Section 4 of Google’s Search Quality Guidelines shows what types of websites have high EAT scores.

Has there ever been a Google EAT Algorithm Update?

As far as we know, EAT is not a true ranking factor. We do believe that the items that contribute to EAT ratings are a part of Google’s algorithm updates; however, like all other SEO companies, we do not have the “inside scoop” of what is happening in Mountain View, CA (Google’s headquarters).  There is some data that suggests that there was a Google EAT algorithm update in August 2018, however, this was never confirmed directly from Google.

Keep in mind that Google’s quality raters use EAT to determine when how a site page matches up with search queries. They want to make sure that what they see meets their content standards and provides an ideal online experience. If the content piece has both of those elements, the site earns a high level of EAT.

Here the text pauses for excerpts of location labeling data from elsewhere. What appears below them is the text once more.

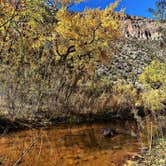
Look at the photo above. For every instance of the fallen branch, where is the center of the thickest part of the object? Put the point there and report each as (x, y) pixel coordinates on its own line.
(26, 151)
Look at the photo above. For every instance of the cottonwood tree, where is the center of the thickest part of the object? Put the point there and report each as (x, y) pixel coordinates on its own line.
(46, 51)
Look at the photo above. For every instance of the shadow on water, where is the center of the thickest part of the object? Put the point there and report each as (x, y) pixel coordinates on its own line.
(82, 145)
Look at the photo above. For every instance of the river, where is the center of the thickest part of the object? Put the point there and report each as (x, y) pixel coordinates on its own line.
(69, 145)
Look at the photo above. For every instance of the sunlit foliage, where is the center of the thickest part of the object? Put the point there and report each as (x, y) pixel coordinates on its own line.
(154, 81)
(46, 50)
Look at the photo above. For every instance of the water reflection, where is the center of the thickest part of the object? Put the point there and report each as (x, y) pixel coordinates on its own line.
(68, 145)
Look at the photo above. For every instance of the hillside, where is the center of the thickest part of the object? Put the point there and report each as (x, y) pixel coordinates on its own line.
(142, 44)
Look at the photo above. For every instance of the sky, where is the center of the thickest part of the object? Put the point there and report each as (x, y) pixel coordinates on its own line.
(132, 7)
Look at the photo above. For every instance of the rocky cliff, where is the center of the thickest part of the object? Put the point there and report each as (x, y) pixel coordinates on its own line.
(142, 45)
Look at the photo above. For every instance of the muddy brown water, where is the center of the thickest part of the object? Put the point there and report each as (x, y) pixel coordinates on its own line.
(65, 145)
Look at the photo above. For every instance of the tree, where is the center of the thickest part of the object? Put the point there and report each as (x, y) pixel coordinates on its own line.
(160, 11)
(47, 51)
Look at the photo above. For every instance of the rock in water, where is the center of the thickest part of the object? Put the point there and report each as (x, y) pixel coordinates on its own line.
(108, 132)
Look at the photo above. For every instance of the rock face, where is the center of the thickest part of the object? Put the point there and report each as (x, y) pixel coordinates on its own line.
(140, 28)
(141, 46)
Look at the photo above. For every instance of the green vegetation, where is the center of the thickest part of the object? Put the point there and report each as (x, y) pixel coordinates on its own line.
(48, 54)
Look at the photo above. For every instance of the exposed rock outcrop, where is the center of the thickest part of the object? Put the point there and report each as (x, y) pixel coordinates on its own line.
(141, 46)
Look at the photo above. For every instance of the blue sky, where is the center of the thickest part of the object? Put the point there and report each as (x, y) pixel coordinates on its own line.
(133, 7)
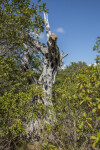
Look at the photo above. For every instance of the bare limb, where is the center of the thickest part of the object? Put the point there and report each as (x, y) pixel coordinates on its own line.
(39, 46)
(48, 32)
(65, 55)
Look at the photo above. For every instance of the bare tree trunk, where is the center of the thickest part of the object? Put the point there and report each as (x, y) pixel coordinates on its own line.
(52, 62)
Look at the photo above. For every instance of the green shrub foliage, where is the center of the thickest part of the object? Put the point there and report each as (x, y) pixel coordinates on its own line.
(17, 95)
(77, 105)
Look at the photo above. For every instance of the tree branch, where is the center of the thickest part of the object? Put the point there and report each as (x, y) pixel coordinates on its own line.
(48, 32)
(39, 46)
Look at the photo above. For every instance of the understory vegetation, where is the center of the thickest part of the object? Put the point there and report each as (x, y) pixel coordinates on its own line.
(76, 99)
(76, 92)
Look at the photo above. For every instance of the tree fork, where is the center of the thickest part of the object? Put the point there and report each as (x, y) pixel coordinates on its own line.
(52, 62)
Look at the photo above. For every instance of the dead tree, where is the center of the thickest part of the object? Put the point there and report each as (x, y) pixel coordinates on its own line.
(52, 62)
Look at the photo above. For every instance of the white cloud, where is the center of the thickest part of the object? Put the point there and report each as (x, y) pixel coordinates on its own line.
(60, 30)
(42, 36)
(95, 64)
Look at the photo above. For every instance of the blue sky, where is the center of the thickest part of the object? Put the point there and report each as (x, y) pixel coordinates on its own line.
(77, 24)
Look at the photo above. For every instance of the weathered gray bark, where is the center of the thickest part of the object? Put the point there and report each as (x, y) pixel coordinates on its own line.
(52, 62)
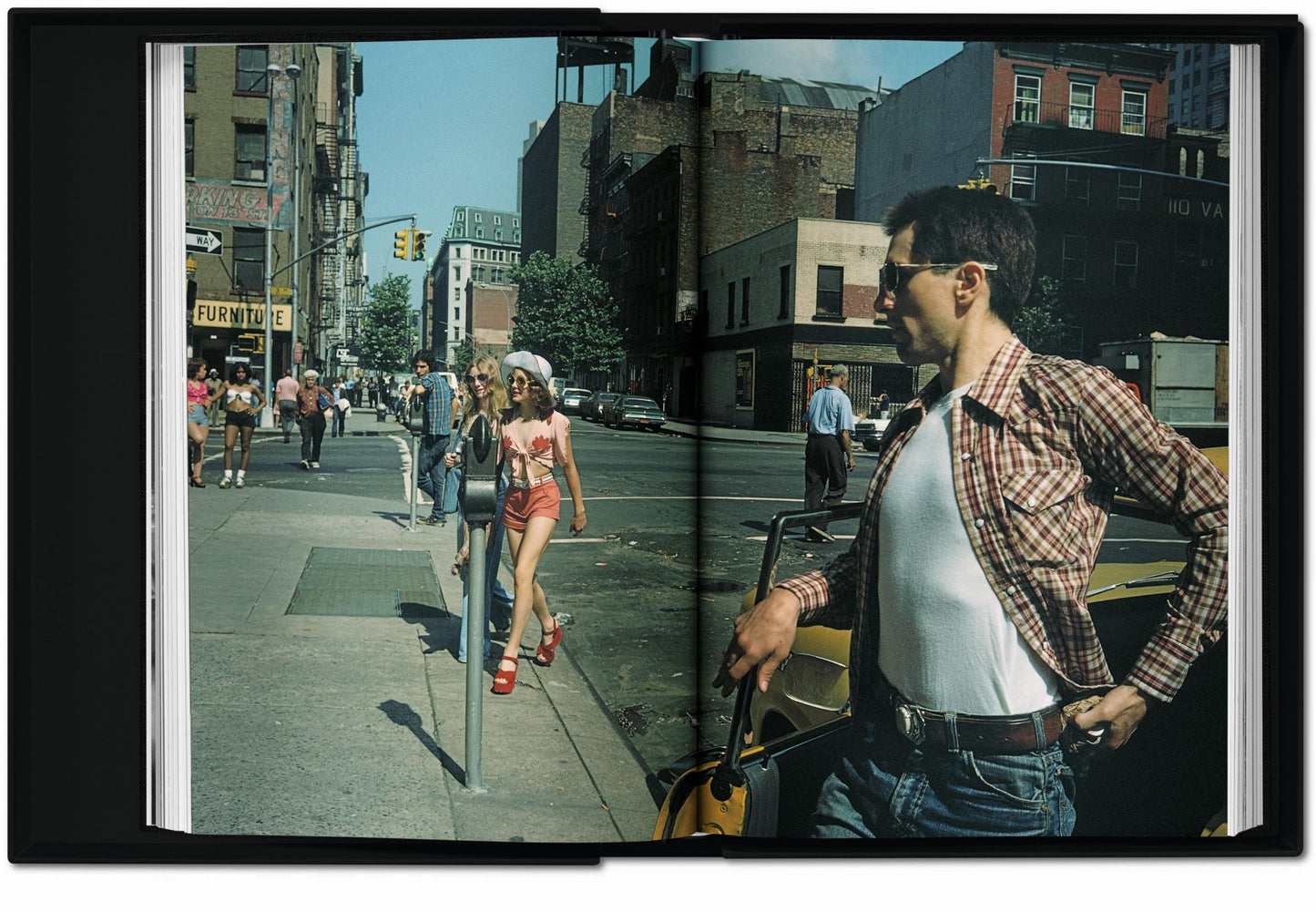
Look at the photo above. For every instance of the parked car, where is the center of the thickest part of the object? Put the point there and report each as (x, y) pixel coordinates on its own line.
(633, 411)
(867, 432)
(592, 407)
(782, 743)
(571, 399)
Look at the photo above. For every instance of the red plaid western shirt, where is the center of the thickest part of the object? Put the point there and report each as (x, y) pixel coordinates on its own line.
(1040, 446)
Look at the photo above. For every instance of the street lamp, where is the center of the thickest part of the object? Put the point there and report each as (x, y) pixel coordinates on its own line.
(508, 302)
(291, 71)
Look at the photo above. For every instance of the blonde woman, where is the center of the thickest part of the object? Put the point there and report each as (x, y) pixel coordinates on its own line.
(536, 437)
(484, 394)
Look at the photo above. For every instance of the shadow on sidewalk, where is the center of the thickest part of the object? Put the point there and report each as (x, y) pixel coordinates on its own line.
(402, 713)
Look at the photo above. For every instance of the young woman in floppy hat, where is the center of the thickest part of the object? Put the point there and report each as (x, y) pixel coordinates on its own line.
(535, 438)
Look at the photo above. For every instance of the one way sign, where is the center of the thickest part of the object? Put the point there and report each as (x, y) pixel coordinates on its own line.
(204, 240)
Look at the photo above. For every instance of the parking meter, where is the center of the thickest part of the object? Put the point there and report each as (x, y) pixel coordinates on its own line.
(479, 473)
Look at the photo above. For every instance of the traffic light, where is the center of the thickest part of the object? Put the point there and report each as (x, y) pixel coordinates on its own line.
(419, 243)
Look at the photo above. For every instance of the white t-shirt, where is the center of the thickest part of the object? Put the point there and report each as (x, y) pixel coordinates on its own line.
(945, 641)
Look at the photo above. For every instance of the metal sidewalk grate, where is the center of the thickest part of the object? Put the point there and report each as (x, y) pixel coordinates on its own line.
(362, 582)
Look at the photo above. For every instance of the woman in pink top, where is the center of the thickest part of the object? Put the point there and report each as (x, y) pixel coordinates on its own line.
(198, 423)
(535, 438)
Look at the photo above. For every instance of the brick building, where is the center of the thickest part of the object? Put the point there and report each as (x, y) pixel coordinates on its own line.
(1135, 251)
(479, 246)
(241, 175)
(553, 180)
(784, 301)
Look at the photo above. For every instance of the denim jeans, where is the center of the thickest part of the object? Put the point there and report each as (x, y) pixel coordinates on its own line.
(886, 787)
(494, 591)
(431, 471)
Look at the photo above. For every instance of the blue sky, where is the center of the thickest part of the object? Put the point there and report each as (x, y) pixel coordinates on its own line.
(443, 123)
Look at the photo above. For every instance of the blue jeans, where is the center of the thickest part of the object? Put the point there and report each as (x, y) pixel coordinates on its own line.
(886, 787)
(494, 591)
(432, 471)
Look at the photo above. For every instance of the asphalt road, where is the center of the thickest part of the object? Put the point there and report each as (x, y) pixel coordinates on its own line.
(636, 621)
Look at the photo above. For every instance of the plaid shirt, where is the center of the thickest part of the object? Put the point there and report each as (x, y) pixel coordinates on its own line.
(438, 405)
(1040, 446)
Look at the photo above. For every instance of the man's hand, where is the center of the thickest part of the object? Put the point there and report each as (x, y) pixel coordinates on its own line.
(1124, 707)
(765, 633)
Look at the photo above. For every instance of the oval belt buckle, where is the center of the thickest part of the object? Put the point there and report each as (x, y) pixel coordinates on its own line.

What can I do to improve my EAT Score?

Based on the information above, we’ve provided a quick list with some immediate actions you can take to improve your EAT factor score:

  • Keep information updated – if you have a blog post that was ranking well a few years ago, update the post and refresh the content every few months in order to keep the post at the top of organic results.
  • Establish the purpose of your page – Make sure that with each page or article you are covering only one topic. Having a large amount of information on one page covering one topic gives the page more EAT value than a page that covers a variety of topics.
  • Make sure your content is quality, unique, thorough, and not on any other website or internal webpage.
    • The higher the quality, the greater the “EAT” value.
  • Remove or edit content on you site that is low in “EAT.” For example, if you have many pages with 100 – 200 words or less, these pages do not have a great purpose more than likely. Nowadays, Content is King, so pages should have at least 1000+ words.
  • Link to other expert pages – When you link to relevant articles and high authoritative articles, it provides more offsite relevance to your page.
  • Include an author bio – For articles and blogs, it is recommended to have an author biography with proof of your expertise in the topic that was discussed.
  • Invest time in branding to build your EAT scores.
  • Include all certifications and accreditations on your site (medical, law, etc.).
  • Ensure that all of your social media channels are optimized with descriptions, link back to the correct version of your homepage and display the same types of certifications and accreditations that you have on your website
  • Ensure that your site has correct schema markup. Adding these schema elements will help crawlers quickly read this information which can help Google prefer your sites over competitors.
  • Invest in Technical Security to ensure that your site is as secure as possible.
  • Moderate User Generated Content to add more onsite relevancy and EAT factors on your page.